Start with those bank buildings that still stand in your community and in which you had accounts. Whatever their current names, go to them, and see if your past accounts are still listed. If so, and you still have money in them, they owe it to you.
For banks that you can't locate, check with your state banking commission. They should be able to track mergers. You can also check with your regional Federal Reserve Bank on mergers.
For specific accounts that you can't find, check with your secretary of state's office. They often keep lists of abandoned property, which would include bank accounts.
Some of your balances, incidentally, may have been eaten up by maintenance charges, Ms. Eissenstat says.
Finally, Series E bonds older than 40 years no longer earn interest, according to Daniel J. Pederson's "US Savings Bonds." Any bank can cash the bonds for you.

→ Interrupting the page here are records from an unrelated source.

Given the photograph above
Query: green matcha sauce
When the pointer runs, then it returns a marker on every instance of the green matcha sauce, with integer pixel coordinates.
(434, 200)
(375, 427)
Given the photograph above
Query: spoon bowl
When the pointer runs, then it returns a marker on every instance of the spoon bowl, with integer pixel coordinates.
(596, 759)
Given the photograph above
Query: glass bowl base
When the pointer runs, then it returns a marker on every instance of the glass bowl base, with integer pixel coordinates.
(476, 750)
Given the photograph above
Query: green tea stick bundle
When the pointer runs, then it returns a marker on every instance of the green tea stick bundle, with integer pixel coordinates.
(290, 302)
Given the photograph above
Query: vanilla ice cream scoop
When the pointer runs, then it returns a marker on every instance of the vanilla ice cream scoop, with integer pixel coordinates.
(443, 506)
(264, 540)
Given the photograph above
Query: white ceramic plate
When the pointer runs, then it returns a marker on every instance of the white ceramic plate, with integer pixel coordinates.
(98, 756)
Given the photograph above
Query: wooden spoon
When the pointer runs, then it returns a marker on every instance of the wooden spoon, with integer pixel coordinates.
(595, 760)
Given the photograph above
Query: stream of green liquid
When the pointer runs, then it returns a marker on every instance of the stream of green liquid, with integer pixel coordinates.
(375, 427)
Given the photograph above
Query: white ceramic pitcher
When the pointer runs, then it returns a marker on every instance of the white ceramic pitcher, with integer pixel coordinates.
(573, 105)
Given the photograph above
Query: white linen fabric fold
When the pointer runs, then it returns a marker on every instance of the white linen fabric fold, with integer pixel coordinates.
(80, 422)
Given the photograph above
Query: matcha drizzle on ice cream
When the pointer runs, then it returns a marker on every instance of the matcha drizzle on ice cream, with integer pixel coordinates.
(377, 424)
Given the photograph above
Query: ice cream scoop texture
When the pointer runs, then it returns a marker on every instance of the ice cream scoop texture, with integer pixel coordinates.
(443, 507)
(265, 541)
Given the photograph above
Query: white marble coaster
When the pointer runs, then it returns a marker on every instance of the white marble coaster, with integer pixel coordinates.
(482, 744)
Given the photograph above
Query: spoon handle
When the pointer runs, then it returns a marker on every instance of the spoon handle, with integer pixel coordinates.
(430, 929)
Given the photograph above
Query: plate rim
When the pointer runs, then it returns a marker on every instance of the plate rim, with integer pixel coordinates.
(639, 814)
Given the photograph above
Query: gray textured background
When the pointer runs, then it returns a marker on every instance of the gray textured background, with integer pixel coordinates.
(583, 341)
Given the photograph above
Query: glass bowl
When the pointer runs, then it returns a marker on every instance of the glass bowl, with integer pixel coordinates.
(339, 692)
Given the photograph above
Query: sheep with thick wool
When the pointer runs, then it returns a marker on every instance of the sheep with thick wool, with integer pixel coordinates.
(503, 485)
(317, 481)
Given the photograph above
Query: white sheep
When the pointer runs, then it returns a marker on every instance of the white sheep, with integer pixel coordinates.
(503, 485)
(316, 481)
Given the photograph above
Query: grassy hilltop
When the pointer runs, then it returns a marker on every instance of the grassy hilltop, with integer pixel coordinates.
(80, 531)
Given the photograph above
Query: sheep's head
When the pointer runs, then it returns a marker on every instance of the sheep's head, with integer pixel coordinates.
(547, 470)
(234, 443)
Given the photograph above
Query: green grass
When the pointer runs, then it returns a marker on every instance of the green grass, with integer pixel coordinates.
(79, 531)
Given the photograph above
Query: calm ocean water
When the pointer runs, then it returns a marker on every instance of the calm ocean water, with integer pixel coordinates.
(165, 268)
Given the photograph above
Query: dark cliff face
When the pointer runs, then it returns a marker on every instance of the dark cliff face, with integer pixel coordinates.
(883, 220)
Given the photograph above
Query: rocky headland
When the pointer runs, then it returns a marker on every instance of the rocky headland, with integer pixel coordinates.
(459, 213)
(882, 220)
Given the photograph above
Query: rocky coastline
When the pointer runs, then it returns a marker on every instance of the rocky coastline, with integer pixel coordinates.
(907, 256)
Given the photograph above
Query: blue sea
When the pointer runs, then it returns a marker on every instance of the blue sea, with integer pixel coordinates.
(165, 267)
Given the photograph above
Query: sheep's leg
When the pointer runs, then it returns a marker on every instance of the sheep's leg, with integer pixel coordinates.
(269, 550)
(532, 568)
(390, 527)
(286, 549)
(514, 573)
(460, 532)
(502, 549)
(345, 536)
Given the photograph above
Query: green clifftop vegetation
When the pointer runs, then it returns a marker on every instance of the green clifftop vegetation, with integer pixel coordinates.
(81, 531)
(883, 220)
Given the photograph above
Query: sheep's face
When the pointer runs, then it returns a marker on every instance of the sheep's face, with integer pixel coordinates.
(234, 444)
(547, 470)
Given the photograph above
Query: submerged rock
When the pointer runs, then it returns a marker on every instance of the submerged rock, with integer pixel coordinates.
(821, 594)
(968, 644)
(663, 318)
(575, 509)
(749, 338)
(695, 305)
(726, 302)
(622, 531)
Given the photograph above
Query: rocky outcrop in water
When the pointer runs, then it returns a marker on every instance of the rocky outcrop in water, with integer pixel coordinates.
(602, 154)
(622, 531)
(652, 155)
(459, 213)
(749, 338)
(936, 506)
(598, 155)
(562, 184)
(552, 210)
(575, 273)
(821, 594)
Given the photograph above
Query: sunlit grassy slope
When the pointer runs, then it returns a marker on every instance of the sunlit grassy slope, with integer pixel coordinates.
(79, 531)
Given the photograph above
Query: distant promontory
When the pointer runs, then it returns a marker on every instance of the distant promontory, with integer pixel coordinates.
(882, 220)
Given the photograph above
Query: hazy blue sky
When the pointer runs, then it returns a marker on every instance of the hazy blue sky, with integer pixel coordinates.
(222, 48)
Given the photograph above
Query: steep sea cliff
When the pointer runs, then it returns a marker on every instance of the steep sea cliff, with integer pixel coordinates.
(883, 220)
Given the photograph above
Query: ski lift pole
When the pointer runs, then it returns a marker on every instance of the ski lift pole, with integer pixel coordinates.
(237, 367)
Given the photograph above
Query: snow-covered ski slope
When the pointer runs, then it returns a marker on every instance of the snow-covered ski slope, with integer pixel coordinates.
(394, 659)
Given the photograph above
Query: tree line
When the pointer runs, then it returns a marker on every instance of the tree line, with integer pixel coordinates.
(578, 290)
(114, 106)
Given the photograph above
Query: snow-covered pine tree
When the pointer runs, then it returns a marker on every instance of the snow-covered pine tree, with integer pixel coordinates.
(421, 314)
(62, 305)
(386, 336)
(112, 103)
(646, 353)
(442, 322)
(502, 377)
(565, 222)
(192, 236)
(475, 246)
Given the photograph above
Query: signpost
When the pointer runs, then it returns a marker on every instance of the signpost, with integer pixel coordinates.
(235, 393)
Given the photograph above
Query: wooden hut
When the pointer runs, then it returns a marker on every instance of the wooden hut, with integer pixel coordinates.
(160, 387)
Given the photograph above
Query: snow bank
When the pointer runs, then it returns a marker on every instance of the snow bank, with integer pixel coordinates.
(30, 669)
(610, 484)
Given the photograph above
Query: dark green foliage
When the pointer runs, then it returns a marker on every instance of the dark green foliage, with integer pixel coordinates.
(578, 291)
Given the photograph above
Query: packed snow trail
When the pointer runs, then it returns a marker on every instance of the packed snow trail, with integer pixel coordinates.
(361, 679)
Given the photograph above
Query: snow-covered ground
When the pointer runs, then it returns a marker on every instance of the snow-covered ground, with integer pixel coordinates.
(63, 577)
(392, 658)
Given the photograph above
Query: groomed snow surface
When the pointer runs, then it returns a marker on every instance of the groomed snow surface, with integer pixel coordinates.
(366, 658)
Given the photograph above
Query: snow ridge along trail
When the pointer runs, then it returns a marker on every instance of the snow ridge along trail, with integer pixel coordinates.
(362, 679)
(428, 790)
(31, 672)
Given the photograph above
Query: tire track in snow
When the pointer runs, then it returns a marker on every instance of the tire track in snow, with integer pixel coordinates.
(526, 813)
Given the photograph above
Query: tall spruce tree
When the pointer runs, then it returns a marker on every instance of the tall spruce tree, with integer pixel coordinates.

QWhich corporations engage in the most animal experiments to advance their profit margin?
J.S., Lindenhurst, Ill.
APeople For The Ethical Treatment of Animals lists many companies that conduct animal testing on its Web site (www.peta-online.org/cmp/cctest1099.html). You can also call the organization at 757-622-PETA.
QAre US "agency" bonds as safe as US Treasury bonds?
F.M., New York
AAgency bonds, issued by US government agencies, are similar to Treasuries in having diverse maturity dates and a strong resale market. According to "Financial Planning Essentials," published by Ernst & Young (1999), Uncle Sam is unlikely to let US agency issues default.